The arena had been repurposed as a mass grave during the mid-sixth to early seventh century, when written accounts describe a sudden wave of mortality.
Genomic analysis revealed that the plague victims carried nearly identical strains of Y. pestis, confirming for the first time that the bacterium was present within the Byzantine Empire between AD 550-660. That genetic uniformity suggests a rapid, devastating outbreak consistent with historical descriptions of a plague causing mass death.
“The Jerash site offers a rare glimpse of how ancient societies responded to public health disasters,” said Jiang. “Jerash was one of the key cities of the Eastern Roman Empire, a documented trade hub with magnificent structures. That a venue once built for entertainment and civic pride became a mass cemetery in a time of emergency shows how urban centers were very likely overwhelmed.”
Broader evolutionary patterns
A companion study, also led by USF and FAU, places the Jerash discovery into a wider evolutionary context.
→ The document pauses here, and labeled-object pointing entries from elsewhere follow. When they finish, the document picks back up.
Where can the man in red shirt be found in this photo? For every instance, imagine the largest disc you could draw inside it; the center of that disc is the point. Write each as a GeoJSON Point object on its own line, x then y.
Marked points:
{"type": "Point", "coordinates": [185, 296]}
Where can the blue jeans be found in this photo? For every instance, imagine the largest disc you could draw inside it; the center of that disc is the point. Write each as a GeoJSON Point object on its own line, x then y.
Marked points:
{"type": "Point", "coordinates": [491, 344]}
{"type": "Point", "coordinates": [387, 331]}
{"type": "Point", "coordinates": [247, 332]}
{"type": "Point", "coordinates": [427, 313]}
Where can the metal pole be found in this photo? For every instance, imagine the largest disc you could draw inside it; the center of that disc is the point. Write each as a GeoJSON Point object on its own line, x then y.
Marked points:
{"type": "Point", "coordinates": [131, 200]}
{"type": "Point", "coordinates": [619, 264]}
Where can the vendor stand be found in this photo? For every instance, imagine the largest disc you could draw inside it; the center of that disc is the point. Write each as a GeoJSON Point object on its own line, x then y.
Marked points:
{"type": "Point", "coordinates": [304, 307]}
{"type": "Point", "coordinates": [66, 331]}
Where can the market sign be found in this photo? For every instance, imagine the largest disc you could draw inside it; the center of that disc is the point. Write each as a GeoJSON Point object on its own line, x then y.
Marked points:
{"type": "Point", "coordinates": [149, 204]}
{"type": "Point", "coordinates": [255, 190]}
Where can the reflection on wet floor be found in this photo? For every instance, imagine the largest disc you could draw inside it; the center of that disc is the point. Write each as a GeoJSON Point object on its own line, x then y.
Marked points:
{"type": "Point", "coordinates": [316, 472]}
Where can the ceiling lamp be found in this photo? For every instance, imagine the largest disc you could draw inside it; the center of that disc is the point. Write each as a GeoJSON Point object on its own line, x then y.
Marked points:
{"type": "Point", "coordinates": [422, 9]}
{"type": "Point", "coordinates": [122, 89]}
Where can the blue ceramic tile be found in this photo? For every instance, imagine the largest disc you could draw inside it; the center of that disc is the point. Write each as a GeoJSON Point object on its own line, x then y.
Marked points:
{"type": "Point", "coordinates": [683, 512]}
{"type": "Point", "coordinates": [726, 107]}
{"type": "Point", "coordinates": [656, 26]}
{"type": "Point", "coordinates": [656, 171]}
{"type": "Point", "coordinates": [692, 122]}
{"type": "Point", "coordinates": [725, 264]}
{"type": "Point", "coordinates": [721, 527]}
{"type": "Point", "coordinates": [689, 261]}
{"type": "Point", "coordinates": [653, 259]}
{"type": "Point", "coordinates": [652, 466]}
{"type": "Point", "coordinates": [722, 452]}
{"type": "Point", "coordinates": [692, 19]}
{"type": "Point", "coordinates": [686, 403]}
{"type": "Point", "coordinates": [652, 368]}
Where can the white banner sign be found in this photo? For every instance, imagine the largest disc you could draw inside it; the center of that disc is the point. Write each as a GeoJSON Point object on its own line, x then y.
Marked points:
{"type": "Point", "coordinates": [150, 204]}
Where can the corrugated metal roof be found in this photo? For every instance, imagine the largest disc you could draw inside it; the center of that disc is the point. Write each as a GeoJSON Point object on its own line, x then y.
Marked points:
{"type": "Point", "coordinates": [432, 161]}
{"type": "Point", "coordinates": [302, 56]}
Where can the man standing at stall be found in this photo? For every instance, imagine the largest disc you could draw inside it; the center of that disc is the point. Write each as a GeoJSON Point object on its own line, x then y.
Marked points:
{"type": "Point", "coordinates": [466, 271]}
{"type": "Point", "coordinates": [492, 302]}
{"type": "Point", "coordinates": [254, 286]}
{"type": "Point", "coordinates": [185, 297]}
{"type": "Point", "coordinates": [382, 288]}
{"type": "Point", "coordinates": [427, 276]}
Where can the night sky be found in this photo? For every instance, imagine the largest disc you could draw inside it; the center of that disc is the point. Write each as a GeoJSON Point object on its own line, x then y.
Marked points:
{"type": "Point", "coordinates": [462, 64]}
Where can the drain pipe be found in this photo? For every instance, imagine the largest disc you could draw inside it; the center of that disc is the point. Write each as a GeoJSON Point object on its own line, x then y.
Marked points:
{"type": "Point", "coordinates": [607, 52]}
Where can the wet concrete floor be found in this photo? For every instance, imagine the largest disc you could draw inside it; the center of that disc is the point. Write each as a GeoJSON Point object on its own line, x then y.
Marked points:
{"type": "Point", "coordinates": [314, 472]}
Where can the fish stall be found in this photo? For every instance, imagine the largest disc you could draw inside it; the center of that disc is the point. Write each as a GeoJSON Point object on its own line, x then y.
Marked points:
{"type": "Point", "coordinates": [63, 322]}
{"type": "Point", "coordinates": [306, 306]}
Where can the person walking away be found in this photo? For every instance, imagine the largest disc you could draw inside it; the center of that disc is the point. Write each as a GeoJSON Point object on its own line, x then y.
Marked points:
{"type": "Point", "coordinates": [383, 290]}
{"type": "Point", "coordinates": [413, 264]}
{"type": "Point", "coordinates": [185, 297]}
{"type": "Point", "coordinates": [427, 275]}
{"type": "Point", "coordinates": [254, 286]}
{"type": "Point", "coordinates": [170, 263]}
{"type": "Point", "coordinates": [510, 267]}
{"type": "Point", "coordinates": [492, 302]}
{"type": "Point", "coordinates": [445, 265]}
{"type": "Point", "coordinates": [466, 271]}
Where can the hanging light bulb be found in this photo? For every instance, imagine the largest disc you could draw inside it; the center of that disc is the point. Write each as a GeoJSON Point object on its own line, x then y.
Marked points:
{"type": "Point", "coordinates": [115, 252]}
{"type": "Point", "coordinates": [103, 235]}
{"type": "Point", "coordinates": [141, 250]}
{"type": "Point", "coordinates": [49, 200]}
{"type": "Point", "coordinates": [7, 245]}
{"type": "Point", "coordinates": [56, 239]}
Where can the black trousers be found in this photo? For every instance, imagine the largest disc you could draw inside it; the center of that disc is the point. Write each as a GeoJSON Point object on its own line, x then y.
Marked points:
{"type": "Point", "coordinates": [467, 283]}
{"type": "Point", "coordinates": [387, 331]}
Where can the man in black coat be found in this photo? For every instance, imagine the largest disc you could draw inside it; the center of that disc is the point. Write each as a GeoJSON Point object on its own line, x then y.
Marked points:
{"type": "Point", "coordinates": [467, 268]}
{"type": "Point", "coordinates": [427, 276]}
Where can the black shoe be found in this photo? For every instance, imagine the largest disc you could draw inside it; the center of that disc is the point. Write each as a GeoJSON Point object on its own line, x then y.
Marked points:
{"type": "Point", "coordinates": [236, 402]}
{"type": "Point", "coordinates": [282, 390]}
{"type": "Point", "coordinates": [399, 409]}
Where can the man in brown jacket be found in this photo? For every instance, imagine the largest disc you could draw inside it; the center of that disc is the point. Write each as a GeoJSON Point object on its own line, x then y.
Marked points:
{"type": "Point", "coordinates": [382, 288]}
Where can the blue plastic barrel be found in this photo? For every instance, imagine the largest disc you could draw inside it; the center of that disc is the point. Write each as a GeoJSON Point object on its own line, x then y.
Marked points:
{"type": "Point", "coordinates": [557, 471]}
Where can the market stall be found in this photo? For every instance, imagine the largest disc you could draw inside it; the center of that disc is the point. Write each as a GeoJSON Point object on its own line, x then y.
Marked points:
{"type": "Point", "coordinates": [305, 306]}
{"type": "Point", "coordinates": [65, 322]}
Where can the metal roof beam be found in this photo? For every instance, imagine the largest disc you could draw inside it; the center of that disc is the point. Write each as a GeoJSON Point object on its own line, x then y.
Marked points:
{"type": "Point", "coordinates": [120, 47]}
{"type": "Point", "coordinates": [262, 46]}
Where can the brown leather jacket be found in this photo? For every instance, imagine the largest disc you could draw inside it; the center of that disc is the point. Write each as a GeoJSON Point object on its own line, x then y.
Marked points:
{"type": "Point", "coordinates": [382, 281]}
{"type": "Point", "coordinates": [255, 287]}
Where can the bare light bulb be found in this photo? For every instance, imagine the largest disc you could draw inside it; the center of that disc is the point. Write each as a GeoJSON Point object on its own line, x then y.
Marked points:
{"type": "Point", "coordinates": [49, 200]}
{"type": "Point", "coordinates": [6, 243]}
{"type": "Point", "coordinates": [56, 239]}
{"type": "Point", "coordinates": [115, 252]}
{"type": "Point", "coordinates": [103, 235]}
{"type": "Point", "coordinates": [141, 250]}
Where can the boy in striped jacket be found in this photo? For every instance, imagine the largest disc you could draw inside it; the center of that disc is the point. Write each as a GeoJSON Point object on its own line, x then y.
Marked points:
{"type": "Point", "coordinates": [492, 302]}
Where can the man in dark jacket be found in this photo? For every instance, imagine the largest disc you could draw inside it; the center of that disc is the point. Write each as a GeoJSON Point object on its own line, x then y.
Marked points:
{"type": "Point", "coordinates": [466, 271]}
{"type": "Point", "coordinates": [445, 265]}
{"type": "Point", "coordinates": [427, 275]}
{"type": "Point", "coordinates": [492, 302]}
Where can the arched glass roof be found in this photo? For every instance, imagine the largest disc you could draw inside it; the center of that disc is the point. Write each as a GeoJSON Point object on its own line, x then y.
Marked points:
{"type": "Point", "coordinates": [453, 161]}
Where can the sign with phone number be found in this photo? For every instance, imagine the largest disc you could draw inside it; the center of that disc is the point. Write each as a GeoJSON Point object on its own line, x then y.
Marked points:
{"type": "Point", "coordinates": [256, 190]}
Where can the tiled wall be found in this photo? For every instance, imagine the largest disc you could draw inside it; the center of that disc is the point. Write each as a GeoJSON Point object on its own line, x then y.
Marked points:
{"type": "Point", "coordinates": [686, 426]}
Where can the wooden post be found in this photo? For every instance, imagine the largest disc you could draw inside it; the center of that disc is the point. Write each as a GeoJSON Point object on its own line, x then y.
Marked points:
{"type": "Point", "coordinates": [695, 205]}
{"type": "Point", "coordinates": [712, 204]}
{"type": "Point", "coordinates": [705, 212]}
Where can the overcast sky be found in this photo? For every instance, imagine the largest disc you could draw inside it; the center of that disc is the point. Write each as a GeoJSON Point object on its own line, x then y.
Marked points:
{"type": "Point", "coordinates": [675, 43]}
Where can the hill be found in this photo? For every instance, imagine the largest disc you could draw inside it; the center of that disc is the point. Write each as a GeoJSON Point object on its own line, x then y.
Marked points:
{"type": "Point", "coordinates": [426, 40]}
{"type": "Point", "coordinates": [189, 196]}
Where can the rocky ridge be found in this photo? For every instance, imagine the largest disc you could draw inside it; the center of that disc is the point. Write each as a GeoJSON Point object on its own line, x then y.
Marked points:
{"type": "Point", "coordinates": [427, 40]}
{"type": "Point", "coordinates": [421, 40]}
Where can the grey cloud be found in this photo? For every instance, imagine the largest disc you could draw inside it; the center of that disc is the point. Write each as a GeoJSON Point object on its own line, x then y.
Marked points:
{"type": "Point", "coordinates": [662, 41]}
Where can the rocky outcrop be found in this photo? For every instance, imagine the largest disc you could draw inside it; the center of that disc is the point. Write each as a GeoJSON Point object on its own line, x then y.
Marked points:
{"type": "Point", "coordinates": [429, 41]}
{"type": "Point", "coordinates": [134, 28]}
By analyzing hundreds of ancient and modern Y. pestis genomes — including those newly recovered from Jerash — the researchers showed that the bacteria had been circulating among human populations for millennia before the Justinian outbreak.
The team also found that later plague pandemics, from the Black Death of the 14th century to cases still appearing today, did not descend from a single ancestral strain. Instead, they arose independently and repeatedly from longstanding animal reservoirs, erupting in multiple waves across different regions and eras. This repeated pattern stands in stark contrast to the SARS-CoV-2 pandemic (COVID-19), which originated from a single spillover event and evolved primarily through human-to-human transmission.

Together, the landmark findings reshape the understanding of how pandemics emerge, recur and spread, and why they remain a persistent feature of human civilization. The research underscores that pandemics are not singular historical catastrophes, but repeating biological events driven by human congregation, mobility and environmental change — themes that remain relevant today.
Shared humanity across pandemics
“This research was both scientifically compelling and personally resonant. It offered an extraordinary opportunity to delve into the study of human history through the lens of ancient DNA at a time when we ourselves were living through a global pandemic,” said O’Corry-Crowe. “Equally profound was the experience of working with ancient human remains — individuals who lived, suffered, and died centuries ago — and using modern science to help recover and share their stories. It’s a humbling reminder of our shared humanity across time and a moving testament to the power of science to give voice to those long silent.”

While very different from COVID-19, both diseases highlight the enduring link between connectivity and pandemic risk, as well as the reality that some pathogens can never be fully eradicated.
“We’ve been wrestling with plague for a few thousand years, and people still die from it today,” Jiang said. “Like COVID, it continues to evolve, and containment measures evidently can’t get rid of it. We have to be careful, but the threat will never go away.”
Building on the Jerash breakthrough, the team is now expanding its research to Venice, Italy, and the Lazaretto Vecchio, a dedicated quarantine island and one of the world’s most significant plague burial sites. More than 1,200 samples from this Black Death-era mass grave are now housed at USF, offering an unprecedented opportunity to study how early public health measures intersected with pathogen evolution, urban vulnerability, and cultural memory.
Reference: “Genetic Evidence of Yersinia pestis from the First Pandemic” by Swamy R. Adapa, Karen Hendrix, Aditya Upadhyay, Subhajeet Dutta, Andrea Vianello, Gregory O’Corry-Crowe, Jorge Monroy, Tatiana Ferrer, Elizabeth Remily-Wood, Gloria C. Ferreira, Michael Decker, Robert H. Tykot, Sucheta Tripathy and Rays H. Y. Jiang, 31 July 2025, Genes.